Study Investigates Smart Waterflooding in Sandstone Reservoirs

Study Investigates Smart Waterflooding in Sandstone Reservoirs

In this paper, the authors consider the effect of water chemistry on water/rock interactions during seawater and smart waterflooding of reservoir sandstone cores containing heavy oil.

Oil recovery, surface-reactivity tests, and multicomponent reactive-transport simulation were conducted to understand smart waterflooding better. The authors determine that lowering magnesium-ion (Mg2+) concentration results in lower additional oil recovery, and that lowering calcium-ion (Ca2+) concentration leads to higher additional oil recovery.



“Smart water” (SW) can be defined as a water engineered by manipulating the ionic composition (adding or removing ions) regardless of the resulting salinity. An upward pH shift has been reported in the literature during low-salinity (LS) and/or smart waterflooding. That upward shift modifies the wettability of sandstone, thereby increasing oil recovery.

When high salinity is displaced by LS water, Ca2+ will be desorbed from the clay surface because ion exchange occurs between hydrogen (H+) and Ca2+ at the negative sites of the clay surface. The organic materials will be then desorbed from the clay because of the reaction between the protonated basic and the acidic materials with hydroxide. The authors’ investigations on free-clay sandstone provided a different insight into such reactions. The observations from chromatographic columns of quartz showed an increase in the acetate detachment from the quartz surface with a significant pH jump during LS waterflooding. The oil-­recovery observations from the quartz column supported the proposed mechanism.


Previous systematic laboratory works indicated that the abundance of Mg2+ in the formation water (FW) is more effective than Ca2+ for a higher LS enhanced-oil-recovery (EOR) effect. Conversely, the abundance of Ca2+ in the injected LS water has a larger effect on LS EOR. When Mg2+ was present in the LS water, no oil-recovery improvement occurred.


Brines.  Synthetic FW and SW were prepared by dissolving sodium chloride (NaCl), calcium chloride (CaCl2), and magnesium chloride (MgCl2) in deionized water.

Crude Oil.  A reservoir crude oil was delivered from eastern Kansas from the Bartlesville sandstone reservoir.
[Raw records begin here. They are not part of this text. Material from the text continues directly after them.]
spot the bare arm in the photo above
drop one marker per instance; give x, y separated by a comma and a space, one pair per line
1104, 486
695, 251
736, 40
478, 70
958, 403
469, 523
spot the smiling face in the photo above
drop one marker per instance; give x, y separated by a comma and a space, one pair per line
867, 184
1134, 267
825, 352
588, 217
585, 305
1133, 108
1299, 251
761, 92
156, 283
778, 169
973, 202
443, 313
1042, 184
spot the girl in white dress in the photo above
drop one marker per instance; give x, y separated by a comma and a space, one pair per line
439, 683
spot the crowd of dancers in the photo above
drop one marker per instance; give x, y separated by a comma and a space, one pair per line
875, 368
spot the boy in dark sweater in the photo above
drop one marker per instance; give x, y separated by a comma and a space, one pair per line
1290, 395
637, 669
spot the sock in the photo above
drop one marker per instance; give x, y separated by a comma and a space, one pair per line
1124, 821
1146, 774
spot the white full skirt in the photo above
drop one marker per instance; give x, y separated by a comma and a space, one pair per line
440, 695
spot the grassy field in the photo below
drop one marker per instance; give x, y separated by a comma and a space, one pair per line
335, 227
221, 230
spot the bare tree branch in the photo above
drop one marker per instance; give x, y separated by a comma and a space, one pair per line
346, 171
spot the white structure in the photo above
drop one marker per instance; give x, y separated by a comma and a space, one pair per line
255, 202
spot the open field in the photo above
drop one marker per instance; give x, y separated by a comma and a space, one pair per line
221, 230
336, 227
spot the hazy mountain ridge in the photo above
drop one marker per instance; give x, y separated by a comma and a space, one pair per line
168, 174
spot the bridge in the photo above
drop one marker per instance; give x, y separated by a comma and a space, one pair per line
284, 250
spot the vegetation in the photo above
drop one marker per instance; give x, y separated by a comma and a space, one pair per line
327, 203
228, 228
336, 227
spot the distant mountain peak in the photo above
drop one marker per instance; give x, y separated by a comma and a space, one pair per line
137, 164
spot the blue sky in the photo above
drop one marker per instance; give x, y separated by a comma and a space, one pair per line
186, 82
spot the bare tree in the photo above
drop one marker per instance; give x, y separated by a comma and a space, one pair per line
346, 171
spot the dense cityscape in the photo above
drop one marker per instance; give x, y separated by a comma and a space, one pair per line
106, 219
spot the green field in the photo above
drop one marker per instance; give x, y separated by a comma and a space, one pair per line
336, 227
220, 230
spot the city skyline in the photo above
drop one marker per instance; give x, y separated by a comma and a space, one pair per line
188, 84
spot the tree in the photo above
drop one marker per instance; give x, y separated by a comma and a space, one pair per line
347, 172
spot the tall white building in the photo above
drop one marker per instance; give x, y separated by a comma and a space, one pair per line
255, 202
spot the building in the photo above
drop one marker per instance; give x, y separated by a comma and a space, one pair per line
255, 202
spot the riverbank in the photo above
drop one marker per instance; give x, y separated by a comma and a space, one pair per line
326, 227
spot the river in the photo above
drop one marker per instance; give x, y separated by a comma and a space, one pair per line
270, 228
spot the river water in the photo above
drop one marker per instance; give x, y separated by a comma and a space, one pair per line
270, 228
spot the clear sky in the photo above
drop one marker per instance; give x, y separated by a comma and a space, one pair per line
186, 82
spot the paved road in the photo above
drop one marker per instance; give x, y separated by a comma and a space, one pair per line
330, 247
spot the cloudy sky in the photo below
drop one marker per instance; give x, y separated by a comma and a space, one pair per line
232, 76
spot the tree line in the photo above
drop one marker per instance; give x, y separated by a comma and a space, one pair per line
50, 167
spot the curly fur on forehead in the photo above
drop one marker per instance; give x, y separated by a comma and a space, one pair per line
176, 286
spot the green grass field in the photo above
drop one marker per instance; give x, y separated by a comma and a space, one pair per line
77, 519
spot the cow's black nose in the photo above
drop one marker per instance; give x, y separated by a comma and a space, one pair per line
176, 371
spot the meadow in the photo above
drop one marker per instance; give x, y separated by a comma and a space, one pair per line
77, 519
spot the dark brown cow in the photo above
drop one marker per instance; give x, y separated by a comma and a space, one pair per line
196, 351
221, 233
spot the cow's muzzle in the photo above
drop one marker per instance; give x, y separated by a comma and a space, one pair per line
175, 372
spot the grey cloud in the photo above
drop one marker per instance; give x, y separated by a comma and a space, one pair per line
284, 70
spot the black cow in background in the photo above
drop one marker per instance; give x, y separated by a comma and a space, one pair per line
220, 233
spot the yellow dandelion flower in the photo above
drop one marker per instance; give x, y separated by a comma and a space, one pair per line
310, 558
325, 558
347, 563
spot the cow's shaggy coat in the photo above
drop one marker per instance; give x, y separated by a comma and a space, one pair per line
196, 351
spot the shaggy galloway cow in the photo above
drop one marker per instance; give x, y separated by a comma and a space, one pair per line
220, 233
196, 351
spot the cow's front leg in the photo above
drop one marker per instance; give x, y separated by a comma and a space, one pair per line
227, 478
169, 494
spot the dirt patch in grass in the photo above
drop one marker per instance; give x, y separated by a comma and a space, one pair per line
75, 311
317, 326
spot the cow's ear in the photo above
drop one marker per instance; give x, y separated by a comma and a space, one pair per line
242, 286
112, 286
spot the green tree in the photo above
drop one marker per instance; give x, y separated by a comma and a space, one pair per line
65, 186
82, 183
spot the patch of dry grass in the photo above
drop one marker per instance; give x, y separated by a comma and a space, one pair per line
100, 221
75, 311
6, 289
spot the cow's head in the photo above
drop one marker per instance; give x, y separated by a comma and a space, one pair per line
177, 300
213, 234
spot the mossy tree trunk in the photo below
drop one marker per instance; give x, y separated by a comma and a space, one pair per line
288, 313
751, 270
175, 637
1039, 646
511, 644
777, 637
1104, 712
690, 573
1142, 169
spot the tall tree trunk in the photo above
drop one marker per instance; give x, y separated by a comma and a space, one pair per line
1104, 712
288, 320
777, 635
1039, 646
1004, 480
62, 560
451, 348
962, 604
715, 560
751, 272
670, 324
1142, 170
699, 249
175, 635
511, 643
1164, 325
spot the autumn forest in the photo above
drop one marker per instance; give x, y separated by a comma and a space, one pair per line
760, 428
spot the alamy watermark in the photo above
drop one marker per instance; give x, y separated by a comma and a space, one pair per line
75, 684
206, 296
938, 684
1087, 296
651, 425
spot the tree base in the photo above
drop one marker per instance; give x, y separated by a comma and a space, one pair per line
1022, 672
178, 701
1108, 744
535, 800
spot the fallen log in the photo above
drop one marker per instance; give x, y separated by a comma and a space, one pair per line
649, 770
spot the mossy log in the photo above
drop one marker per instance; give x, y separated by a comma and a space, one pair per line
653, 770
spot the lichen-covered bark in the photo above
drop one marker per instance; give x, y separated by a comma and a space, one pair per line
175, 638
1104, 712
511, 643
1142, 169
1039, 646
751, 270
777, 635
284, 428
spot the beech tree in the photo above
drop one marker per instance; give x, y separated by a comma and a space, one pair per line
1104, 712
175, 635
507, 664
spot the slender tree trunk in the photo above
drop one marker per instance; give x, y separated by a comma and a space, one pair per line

The crude oil had a viscosity of approximately 600 cp at ambient temperature. The density is 0.83 gm/cc at 20°C.

Reservoir Rock Description and Core Preparation.  Five Bartlesville sandstone reservoir cores were drilled from the original 3-in. diameter to a 1-in. diameter preserved core from eastern Kansas. The preserved reservoir sandstone cores were delivered with 3-in. diameter. The most abundant mineral was quartz, followed by clays.

Results and Discussion

Coreflood Experiment 1.  The reservoir core (RC2a) was successively flooded with FW and SW. FW comprised 1802, 420, and 39 mM/L of CaCl2, MgCl2, and sodium sulfate (Na2SO4), while SW comprised 135, 1260, and 316 mM/L of CaCl2, MgCl2, and Na2SO4. Seawater salinity is approximately half the salinity of the FW. The ultimate oil recovery during FW was 50% of original oil in place (OOIP). Flooding SW into the RC2a resulted in an additional oil recovery of 5.2% of OOIP. During FW flooding, the injection pressure increased ­quickly until reaching 135 psi. The injection pressure then dropped and stabilized at 54 psi. The injection pressure was then kept at that value after the injected fluid was switched to SW. The effluent pH for the FW was 6.55 and for the SW was 7.35. The pH (all experiments) of the effluent water is shown in  Fig. 1.


Fig. 1—Effluent pH measurements for all coreflood experiments. The blue bars represent the FW effluent pH, while the colorful bars represent the effluents of SW, SMW1, SMW2, SMW3, and SMW4.